Пантелеймон Кулиш - Отпадение Малороссии от Польши. Том 2
Князь Иеремия понимал истребительную политику Хмельницкого яснее, нежели кто-либо из его правительственных товарищей, и ломал руки, глядя на крушение государства, составлявшего оплот Западной Европы от азиатского нашествия.
Напрасно слал он гонцов за гонцами к панам, которые могли бы еще остановить разлив кочевников, когда бы выдвинули против них ресурсы гражданственности. Его сенаторская и воинская репутация стояла высоко у одних; но зато другие в тайне радовались подрыву его могущества в Речи Посполитой и напирали на уступчивость в борьбе с казаками только для того, чтоб казаки доуменьшили прыть и ему, и другим колонизаторам юго-восточных пустынь. Старое соперничество привислянских доматоров с воинственными и предприимчивыми маркграфами продолжало развиваться на гибель Польши, не подчинявшейся никакому положительному правительству даже и в виду общего врага всех партий.

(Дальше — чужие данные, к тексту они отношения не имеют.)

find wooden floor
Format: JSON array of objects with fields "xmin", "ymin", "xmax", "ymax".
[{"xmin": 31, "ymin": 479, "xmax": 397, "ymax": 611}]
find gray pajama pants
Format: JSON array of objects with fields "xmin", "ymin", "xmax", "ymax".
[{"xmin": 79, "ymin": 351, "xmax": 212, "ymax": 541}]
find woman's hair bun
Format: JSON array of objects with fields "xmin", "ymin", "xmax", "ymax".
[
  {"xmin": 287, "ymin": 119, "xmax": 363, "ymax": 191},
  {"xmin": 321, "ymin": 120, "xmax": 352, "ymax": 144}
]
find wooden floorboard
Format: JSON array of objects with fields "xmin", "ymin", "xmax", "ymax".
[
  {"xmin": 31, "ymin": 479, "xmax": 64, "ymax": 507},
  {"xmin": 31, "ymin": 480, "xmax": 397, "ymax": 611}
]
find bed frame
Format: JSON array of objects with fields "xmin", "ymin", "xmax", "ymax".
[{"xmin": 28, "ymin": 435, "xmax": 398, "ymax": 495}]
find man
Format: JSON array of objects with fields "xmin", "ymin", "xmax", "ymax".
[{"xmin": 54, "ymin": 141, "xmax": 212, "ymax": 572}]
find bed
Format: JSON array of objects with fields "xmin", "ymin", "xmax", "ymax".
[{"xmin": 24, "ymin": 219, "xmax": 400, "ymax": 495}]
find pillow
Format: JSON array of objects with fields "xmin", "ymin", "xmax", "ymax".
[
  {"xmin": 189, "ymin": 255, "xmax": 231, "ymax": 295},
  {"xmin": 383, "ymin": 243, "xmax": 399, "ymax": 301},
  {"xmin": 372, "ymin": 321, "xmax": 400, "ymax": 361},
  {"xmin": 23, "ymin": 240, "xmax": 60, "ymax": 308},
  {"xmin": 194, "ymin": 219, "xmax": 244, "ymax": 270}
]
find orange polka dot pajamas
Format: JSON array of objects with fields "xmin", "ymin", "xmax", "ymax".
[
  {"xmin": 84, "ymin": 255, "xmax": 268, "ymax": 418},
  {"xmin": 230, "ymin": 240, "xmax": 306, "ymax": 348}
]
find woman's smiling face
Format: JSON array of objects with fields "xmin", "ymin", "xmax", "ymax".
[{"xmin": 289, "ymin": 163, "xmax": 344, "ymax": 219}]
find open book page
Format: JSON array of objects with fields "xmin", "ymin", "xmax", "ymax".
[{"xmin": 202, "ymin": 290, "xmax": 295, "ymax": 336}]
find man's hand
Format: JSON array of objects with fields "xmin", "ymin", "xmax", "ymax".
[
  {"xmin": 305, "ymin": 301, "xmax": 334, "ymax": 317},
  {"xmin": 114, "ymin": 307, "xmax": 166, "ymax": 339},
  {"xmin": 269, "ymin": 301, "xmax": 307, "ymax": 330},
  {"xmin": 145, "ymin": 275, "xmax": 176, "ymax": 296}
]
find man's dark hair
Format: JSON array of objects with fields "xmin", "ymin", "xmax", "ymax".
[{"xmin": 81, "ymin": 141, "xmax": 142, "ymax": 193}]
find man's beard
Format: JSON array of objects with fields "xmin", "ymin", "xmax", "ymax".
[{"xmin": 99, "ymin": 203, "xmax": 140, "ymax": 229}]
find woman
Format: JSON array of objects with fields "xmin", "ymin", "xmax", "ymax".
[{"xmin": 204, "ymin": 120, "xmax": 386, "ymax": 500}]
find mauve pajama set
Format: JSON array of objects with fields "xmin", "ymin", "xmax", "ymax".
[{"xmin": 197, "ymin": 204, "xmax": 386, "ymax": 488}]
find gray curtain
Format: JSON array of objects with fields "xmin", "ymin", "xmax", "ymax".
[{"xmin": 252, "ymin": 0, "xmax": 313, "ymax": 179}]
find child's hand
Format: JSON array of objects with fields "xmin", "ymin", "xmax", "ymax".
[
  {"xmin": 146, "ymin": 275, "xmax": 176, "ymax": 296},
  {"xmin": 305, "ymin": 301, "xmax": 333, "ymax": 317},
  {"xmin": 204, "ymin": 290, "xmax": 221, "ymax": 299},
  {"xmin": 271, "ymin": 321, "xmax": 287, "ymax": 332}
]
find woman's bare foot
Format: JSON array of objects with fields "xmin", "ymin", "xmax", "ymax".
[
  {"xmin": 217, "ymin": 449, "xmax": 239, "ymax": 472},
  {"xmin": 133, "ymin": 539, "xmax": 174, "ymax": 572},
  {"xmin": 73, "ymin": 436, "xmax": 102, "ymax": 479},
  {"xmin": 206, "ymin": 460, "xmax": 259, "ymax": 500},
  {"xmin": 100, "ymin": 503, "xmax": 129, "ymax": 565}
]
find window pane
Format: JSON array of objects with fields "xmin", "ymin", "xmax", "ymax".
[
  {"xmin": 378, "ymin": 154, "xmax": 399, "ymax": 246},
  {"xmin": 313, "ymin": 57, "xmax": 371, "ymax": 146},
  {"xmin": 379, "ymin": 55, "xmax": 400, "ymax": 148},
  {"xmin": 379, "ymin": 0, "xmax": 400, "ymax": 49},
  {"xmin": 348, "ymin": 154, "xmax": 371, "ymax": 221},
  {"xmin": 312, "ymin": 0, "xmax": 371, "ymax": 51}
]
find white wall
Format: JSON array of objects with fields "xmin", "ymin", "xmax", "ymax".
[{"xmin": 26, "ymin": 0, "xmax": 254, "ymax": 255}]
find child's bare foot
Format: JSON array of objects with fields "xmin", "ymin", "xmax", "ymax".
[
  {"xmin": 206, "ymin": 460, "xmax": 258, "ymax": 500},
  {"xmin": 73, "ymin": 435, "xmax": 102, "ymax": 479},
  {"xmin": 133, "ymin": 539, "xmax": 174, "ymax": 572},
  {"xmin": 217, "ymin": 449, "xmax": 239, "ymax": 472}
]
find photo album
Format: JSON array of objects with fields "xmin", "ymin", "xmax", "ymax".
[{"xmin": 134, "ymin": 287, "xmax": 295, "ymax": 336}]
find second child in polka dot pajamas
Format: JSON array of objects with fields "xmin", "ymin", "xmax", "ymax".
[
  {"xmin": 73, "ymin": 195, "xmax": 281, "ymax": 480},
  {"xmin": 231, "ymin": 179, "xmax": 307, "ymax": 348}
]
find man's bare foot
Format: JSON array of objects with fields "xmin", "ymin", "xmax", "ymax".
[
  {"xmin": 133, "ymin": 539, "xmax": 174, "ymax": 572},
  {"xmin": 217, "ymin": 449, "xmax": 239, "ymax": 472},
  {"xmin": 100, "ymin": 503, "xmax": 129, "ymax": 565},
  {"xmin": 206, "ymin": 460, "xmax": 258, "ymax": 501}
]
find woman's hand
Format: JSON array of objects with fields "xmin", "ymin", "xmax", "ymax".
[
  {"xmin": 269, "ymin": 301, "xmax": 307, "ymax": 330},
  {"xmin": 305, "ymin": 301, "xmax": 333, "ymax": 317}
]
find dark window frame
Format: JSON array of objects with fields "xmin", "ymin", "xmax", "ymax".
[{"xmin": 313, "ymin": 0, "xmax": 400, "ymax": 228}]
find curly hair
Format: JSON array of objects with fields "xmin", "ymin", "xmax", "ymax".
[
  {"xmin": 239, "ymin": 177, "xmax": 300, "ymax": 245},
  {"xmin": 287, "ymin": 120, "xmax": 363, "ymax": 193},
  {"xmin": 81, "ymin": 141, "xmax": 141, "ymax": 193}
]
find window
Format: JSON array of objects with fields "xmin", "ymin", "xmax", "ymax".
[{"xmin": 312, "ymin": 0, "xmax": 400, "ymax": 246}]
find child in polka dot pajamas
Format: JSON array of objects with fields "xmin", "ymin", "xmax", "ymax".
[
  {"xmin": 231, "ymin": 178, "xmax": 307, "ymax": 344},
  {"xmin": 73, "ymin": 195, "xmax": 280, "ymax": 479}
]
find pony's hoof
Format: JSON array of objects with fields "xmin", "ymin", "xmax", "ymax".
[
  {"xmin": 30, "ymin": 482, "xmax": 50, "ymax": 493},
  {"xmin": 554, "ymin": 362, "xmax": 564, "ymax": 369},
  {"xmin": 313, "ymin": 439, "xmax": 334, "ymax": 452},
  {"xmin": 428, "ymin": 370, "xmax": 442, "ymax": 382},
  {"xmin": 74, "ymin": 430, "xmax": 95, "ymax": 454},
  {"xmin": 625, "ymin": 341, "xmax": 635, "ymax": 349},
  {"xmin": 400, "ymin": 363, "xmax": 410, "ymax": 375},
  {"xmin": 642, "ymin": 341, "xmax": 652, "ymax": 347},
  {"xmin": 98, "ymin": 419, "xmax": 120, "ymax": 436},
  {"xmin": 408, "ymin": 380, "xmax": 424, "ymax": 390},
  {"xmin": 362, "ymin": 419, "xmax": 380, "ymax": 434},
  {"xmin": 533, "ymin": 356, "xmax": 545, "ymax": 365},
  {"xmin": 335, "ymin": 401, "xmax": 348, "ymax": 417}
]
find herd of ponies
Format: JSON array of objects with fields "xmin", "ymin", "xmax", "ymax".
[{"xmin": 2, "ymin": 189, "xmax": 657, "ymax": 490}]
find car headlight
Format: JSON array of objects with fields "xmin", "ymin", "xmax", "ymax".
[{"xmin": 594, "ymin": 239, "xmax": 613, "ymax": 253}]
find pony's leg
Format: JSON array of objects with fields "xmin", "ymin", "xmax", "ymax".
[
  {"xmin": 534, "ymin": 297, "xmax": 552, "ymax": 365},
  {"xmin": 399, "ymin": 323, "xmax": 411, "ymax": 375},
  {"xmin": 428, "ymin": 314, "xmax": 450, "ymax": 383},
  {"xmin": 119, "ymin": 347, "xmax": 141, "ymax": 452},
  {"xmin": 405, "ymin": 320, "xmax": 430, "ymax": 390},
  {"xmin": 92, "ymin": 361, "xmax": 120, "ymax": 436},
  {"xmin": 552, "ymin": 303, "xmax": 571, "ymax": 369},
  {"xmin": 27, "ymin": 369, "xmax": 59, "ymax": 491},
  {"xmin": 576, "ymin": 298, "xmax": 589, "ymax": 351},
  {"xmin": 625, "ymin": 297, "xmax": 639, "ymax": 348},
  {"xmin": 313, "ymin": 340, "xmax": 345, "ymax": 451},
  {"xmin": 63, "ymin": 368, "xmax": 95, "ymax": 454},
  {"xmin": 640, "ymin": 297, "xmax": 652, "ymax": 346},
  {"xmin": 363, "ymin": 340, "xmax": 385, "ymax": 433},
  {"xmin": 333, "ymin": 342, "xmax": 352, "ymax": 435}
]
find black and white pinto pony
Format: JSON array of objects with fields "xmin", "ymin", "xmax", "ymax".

Так было и у нас во времена нашествия Батыева. Мы получили тогда хороший урок для строения той государственности, которою теперь гордимся в своем воссоединении с великоруссами. Но к Польше, вместе с нашей землей, перешел и тот своенравный, разъединительный дух наших малорусских предков, который сделался причиною достигшего их татарского Лихолетья. Еще задолго до повторения Наливайщины, в виде Жмайловщины, правительство Сигизмунда III называло казацкое своевольство, под именем swawoli Ukrainnej, страшным пожаром и убеждало панов гасить этот пожар совокупными средствами. Теперь он был в полном разгаре, и паны раздували его в двух противоположных направлениях.
Интересен за это время, как и всегда, дневник литовского канцлера. Почтенный предводитель католической партии, потомок православных князей Радивилов, сознается, что в июне 1648 года Польша «едва дышала от боязни». Сам он искал спасения от наступавшей грозы у чудотворного образа Przenajswietszej Matki, который славился чудесами в его селе Песочне, окрещенном в Пасечню. Целый месяц июнь, последовавший за Корсунской катастрофою, пройден у него молчанием о том, что делалось в земле, текущей молоком и медом. Он был — точно ребенок, зажмуривший глаза у груди матери, или, пожалуй, страус, воткнувший голову в песок. Июля 1 Альбрехту Станиславу Радивилу исполнилось 55 лет. Он усердно молился о своих грехах в костеле «своей благодетельницы», всё той же чудотворной иконы, а потом съездил в Пеплин, в монастырь Св. Бернарда, «особенного любимца Пресвятой Девы (osobliwego kochanka Najswietszej Panny), поручая его предстательству несчастное королевство».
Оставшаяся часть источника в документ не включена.